3 Şubat 2024 Cumartesi

Çarukları Suya Koyma Zamanı

 


Merhaba! Bu videoda, Sabahattin Gencal'ın "Çarukları Suya Koyma Zamanı" başlıklı Hamsi Marşı üzerine yazdığı etkileyici yorumu paylaşıyorum. Düşüncelerinizi canlandıracak ve hayal gücünüzü tetikleyecek bu marş, içimizi ısıtacak bir anlam taşıyor. Birlikte, düşünce kalıplarımızı yeniden şekillendirme ve kendi düşüncelerimizi keşfetme zamanı geldi.
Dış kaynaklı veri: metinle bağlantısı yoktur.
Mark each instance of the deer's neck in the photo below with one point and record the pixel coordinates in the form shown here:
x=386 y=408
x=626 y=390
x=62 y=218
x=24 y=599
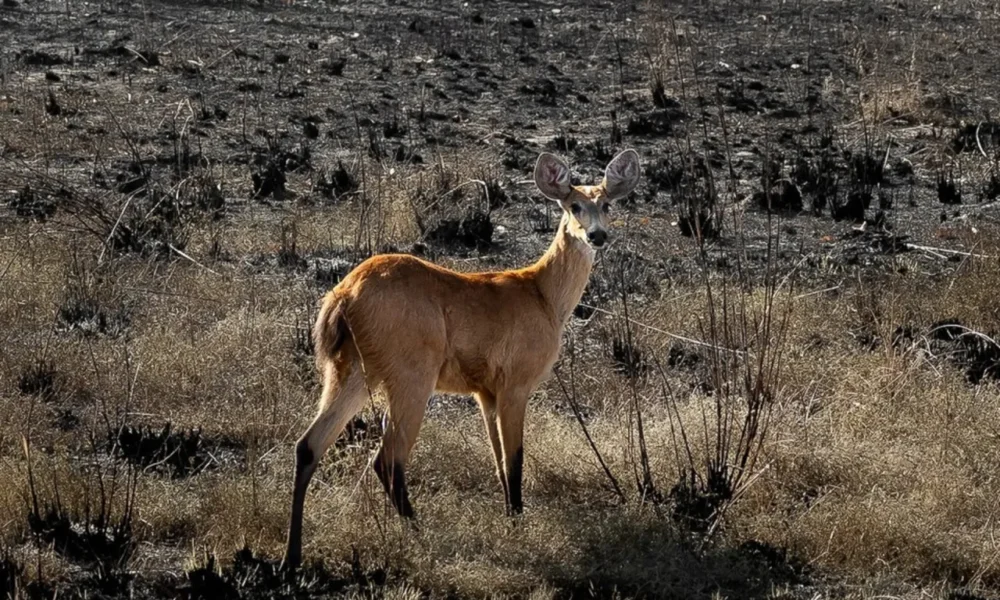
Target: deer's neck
x=563 y=271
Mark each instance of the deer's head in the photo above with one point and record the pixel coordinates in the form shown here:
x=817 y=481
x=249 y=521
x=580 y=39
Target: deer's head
x=588 y=206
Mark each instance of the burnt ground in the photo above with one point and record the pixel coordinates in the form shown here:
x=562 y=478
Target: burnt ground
x=870 y=130
x=834 y=113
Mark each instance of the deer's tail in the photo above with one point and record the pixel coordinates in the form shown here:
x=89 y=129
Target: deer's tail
x=331 y=330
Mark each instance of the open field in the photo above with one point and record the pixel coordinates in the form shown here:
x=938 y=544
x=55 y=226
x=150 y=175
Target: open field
x=782 y=380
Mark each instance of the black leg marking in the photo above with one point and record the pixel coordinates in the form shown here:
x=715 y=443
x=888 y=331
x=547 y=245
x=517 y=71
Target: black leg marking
x=304 y=456
x=393 y=478
x=515 y=505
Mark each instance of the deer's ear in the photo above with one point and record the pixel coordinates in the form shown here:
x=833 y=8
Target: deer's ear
x=622 y=174
x=552 y=177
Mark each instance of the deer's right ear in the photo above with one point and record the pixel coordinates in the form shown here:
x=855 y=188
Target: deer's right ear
x=552 y=177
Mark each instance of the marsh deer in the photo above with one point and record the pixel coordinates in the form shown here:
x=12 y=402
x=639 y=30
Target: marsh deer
x=412 y=328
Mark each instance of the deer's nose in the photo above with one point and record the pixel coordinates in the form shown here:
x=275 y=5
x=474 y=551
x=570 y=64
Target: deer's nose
x=598 y=238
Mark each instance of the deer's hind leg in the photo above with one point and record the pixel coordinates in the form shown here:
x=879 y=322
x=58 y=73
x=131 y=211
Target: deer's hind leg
x=408 y=398
x=511 y=406
x=488 y=406
x=343 y=397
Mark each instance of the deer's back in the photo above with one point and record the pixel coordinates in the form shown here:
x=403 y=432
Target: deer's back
x=477 y=331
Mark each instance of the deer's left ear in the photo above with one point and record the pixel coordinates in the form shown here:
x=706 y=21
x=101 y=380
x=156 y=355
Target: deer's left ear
x=622 y=174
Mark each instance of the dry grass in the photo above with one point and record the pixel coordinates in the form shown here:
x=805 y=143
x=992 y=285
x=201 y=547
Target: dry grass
x=879 y=462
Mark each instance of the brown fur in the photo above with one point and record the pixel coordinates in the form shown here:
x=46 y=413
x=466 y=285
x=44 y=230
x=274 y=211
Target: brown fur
x=412 y=328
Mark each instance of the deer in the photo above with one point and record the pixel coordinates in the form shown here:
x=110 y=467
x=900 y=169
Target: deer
x=412 y=328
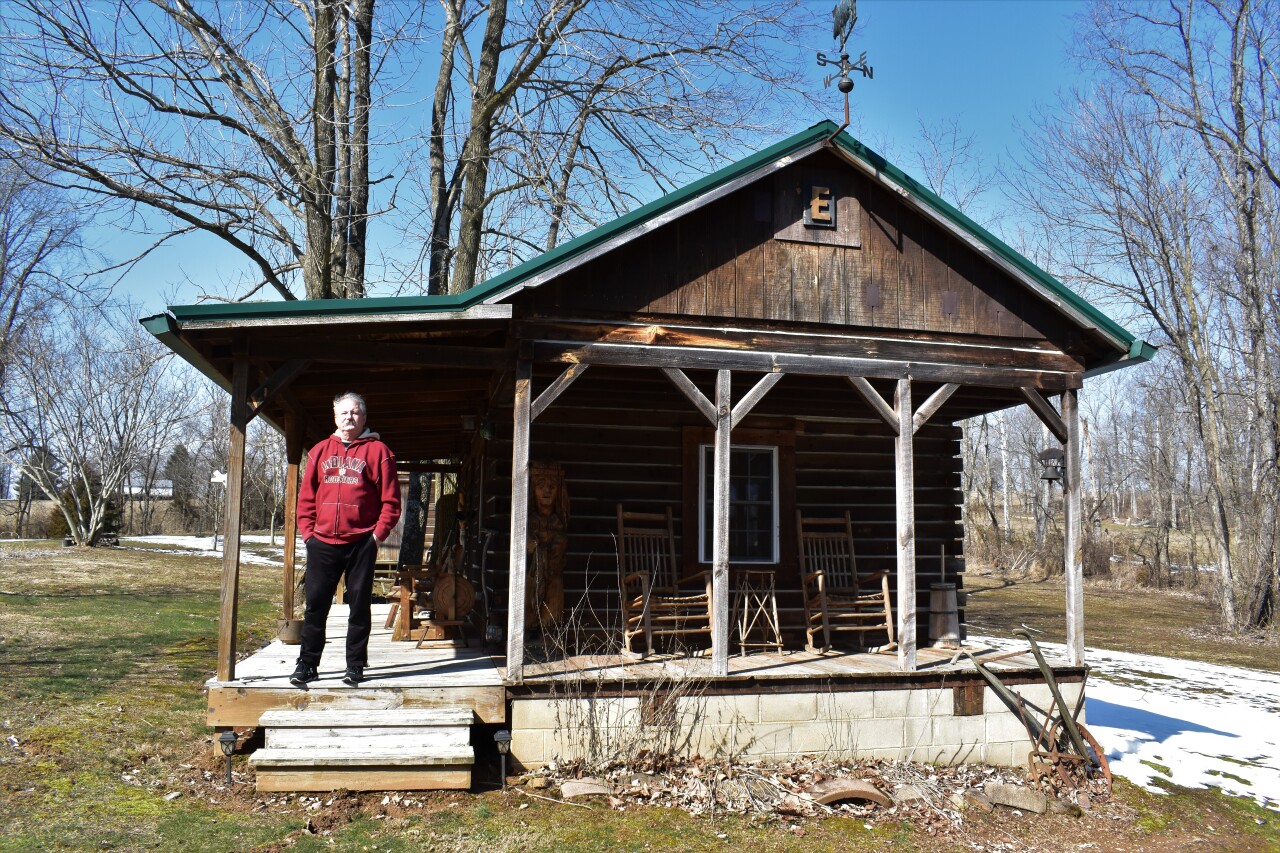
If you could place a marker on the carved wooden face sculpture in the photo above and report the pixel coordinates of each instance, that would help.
(547, 488)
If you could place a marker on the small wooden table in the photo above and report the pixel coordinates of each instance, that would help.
(755, 609)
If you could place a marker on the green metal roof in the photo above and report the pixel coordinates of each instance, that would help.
(497, 287)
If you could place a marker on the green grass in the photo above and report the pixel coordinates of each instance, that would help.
(1143, 621)
(104, 655)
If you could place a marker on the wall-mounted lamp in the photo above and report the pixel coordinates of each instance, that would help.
(227, 740)
(502, 739)
(1052, 463)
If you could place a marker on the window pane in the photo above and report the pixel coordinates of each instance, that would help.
(753, 503)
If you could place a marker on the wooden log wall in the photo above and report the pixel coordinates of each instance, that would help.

Keyifli seyirler! (Ahmet GENCAL)

***

 

ÇARUKLARI SUYA KOYMA ZAMANI

 

Rahat. Hazır ol! Dikkat!

Kız Fadime duydun mu, yine hamsi çıkayı, yine hamsi çıkayı1

Mübareğin kokusu yüreğimi yakayı, yüreğimi yakayı2

Akşam olmadan evvel çarukları koy suya, çarukları koy suya3

Yarın sabah erkenden çıkacağum hamsıya, çıkacağum hamsıya4

 

Teşekkürler…

 

Yukarıda okuduğumuz HAMSİ MARŞINDAN bir kıtadır.

Hamsi Marşı rahat durumda ve hazır olunca okunur. İçten, duyarak ve hazır olunca okunur. Çağrışım, hayal, tasarlama ve düşünme serbesttir.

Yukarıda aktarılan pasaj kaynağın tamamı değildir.